Para combater a desinformação em espanhol em um ano eleitoral nos Estados Unidos, não basta traduzir os esforços dos meios de comunicação e das organizações de língua inglesa no país. Também é necessária uma abordagem cultural que ajude a entender as narrativas de desinformação que afetam especificamente as comunidades de língua espanhola.
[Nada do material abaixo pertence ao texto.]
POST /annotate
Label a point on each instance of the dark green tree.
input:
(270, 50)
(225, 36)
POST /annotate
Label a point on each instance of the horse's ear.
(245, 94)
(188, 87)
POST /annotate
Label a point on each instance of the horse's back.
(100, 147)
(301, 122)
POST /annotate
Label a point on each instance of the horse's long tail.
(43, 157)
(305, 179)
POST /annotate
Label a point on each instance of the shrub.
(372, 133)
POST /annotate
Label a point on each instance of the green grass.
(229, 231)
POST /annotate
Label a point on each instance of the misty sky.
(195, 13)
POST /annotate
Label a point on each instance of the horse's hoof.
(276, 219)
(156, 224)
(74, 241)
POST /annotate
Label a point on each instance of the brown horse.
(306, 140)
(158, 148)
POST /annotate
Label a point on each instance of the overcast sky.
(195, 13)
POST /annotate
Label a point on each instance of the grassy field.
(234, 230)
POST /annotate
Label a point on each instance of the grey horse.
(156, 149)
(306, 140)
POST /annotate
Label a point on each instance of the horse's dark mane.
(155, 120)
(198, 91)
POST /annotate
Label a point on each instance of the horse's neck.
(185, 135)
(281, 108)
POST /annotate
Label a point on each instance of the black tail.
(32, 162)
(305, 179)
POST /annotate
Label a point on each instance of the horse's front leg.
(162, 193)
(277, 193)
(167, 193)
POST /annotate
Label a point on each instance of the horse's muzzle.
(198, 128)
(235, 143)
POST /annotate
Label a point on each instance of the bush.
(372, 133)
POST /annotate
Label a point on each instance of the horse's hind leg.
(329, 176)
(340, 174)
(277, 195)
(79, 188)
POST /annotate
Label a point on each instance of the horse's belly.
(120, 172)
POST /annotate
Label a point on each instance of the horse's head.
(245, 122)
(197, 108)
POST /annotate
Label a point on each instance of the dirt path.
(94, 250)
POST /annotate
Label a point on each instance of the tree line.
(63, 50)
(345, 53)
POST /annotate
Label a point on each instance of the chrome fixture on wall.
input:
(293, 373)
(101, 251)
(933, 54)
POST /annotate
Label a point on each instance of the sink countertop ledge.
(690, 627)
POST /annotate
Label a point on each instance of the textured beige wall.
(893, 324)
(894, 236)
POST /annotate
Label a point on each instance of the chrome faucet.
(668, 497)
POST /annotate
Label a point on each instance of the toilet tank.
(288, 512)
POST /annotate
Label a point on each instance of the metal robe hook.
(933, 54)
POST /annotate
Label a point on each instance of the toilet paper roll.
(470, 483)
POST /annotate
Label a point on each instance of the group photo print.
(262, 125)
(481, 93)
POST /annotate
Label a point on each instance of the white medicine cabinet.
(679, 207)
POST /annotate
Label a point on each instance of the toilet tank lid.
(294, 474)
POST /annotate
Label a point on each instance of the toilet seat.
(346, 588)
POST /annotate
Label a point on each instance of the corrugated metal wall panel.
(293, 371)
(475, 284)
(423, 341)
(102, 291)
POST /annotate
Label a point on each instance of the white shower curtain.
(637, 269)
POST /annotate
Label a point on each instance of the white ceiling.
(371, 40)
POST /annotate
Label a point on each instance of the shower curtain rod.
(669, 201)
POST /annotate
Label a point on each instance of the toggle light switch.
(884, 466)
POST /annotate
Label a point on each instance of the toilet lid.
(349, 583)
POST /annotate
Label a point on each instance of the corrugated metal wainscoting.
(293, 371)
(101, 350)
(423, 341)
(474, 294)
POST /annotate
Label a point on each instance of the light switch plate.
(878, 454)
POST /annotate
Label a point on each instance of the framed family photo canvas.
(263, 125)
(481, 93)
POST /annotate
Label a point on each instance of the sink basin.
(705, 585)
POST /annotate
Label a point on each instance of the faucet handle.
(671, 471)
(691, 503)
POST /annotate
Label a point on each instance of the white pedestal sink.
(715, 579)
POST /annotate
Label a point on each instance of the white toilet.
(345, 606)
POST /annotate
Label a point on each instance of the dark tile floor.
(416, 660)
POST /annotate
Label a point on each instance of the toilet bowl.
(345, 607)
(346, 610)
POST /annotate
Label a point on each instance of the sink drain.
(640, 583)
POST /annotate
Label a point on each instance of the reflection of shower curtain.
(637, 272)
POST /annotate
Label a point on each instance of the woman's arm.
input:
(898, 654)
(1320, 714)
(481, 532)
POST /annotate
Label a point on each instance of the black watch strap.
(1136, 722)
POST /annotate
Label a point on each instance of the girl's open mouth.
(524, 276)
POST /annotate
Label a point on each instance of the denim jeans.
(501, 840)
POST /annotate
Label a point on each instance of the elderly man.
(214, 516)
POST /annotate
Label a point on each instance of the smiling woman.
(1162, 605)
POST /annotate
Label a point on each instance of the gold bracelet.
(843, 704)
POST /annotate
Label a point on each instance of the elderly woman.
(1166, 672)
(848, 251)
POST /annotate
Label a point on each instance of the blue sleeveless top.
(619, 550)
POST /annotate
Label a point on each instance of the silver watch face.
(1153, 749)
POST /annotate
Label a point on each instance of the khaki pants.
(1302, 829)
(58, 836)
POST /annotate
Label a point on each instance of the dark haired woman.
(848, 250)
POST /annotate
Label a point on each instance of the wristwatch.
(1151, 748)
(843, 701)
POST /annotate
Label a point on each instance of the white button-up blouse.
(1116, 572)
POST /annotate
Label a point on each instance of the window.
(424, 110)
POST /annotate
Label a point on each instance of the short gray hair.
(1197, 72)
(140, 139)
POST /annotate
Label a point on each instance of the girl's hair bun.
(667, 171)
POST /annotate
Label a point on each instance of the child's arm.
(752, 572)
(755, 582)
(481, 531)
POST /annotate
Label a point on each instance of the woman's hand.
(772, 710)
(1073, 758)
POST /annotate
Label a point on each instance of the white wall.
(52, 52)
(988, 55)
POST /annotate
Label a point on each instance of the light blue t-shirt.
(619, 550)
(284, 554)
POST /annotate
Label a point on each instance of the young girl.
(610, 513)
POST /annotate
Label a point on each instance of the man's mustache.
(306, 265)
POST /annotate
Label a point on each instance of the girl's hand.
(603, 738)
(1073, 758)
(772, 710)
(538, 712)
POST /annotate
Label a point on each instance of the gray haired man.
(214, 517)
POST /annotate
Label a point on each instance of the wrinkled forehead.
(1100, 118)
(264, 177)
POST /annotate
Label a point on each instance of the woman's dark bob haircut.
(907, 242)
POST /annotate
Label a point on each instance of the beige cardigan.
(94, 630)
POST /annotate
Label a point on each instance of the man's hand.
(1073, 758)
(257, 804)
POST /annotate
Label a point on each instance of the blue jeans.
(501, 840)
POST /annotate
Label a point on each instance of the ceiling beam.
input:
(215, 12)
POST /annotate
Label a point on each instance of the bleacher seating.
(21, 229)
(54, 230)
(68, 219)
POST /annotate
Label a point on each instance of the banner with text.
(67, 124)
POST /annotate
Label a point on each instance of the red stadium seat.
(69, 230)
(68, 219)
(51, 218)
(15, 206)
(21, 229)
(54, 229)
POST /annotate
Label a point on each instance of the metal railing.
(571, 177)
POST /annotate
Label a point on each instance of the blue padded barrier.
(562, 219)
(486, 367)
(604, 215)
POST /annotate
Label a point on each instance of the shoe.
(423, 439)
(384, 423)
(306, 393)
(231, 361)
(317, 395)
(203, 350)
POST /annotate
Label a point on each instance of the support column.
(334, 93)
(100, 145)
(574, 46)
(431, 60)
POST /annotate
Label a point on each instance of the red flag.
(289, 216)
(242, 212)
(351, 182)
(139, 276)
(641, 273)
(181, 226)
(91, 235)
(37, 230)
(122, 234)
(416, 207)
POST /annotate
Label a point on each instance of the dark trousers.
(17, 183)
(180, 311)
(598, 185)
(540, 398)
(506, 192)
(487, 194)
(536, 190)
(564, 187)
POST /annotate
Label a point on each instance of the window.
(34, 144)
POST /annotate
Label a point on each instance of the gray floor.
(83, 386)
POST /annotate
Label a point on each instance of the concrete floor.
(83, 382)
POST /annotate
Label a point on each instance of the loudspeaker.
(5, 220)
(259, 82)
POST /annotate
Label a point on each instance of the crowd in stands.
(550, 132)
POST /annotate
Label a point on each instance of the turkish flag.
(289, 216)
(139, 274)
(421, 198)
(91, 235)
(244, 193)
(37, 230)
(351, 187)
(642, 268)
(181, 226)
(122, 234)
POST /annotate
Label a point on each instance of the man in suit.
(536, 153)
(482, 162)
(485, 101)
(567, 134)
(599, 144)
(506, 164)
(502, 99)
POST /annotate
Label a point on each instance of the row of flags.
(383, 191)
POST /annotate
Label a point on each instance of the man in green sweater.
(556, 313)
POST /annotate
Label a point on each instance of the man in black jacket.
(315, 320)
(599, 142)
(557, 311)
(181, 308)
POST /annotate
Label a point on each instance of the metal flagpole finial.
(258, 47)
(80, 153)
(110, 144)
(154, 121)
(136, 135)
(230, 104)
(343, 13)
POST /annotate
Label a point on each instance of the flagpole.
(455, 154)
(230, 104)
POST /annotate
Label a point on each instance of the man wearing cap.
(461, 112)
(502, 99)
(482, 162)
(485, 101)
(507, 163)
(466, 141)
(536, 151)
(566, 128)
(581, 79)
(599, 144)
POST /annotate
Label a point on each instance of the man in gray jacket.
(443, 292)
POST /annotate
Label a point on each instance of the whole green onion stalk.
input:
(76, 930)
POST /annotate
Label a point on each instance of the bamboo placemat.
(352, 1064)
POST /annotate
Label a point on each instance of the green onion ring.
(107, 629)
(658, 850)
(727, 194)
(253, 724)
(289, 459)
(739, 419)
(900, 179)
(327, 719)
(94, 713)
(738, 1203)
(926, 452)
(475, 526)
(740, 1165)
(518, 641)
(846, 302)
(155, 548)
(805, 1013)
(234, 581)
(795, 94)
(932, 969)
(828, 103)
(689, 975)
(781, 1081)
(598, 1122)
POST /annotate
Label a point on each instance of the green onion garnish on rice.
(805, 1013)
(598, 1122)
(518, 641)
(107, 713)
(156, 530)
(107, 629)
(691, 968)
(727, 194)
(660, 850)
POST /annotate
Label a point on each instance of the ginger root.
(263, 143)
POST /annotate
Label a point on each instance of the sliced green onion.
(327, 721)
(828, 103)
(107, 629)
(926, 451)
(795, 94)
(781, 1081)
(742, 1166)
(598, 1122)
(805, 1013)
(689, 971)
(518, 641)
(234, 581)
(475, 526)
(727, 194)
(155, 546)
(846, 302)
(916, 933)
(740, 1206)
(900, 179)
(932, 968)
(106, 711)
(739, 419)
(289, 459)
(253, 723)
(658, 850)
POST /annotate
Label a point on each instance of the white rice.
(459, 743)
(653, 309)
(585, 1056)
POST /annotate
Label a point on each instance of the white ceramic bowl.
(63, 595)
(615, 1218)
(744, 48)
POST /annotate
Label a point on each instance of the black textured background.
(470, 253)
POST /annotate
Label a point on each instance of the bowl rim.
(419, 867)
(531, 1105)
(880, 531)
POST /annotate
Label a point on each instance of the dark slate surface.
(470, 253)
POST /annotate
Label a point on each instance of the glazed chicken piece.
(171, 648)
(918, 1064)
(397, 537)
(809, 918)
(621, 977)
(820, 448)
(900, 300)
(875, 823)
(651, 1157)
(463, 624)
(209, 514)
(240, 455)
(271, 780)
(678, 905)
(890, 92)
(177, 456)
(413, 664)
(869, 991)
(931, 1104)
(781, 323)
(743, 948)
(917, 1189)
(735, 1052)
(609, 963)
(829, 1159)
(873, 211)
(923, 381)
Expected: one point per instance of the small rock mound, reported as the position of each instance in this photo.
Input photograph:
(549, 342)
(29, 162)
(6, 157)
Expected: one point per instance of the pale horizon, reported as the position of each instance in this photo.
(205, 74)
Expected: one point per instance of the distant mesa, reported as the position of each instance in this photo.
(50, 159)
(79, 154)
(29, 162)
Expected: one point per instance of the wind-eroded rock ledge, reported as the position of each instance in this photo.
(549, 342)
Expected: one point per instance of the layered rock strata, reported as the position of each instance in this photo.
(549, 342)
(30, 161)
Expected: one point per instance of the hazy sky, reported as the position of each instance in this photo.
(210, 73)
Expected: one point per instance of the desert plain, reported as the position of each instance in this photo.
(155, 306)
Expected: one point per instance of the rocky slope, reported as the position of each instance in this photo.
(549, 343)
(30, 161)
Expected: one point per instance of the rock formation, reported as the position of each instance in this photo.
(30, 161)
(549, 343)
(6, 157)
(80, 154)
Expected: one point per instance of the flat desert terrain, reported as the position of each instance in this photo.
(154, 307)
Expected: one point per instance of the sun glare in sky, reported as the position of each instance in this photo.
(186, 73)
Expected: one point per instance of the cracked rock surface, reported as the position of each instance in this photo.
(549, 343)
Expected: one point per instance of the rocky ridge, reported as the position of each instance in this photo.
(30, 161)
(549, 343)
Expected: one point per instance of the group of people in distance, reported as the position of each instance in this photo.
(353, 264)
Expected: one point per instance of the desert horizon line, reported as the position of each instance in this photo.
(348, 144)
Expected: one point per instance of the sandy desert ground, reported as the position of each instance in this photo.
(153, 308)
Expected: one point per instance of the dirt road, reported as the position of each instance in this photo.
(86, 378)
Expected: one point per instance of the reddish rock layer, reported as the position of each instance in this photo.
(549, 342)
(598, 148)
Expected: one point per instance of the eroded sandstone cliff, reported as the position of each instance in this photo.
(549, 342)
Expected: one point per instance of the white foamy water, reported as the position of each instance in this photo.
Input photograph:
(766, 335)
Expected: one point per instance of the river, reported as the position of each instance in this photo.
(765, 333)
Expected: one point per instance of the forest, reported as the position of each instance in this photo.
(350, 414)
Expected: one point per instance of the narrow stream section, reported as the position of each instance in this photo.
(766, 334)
Essa é a opinião da equipe do Factchequeado, a iniciativa de verificação de fatos que surgiu de uma aliança entre as organizações Chequeado, da Argentina, e Maldita.es, da Espanha, que trabalha para combater a desinformação em espanhol nos Estados Unidos.

Screenshot of Factchequeado's WhatsApp-based media literacy course #FactChallenge.

#FactChallenge inclui perguntas para identificar desinformação, diferenciar fatos de opiniões e entender vieses, entre outras habilidades. (Captura de tela de #FactChallenge)

"Sentimos que não há meios e fontes de qualidade suficientes para os falantes de espanhol que vivem nos Estados Unidos. Não se trata apenas do idioma, mas de ter exemplos do que está acontecendo aqui. Falamos sobre o fato de que as eleições nos Estados Unidos são muito diferentes das de qualquer país latino-americano, então o latino aqui se sente um pouco perdido", disse Tamoa Calzadilla, editora-chefe do Factchequeado, à LatAm Journalism Review (LJR).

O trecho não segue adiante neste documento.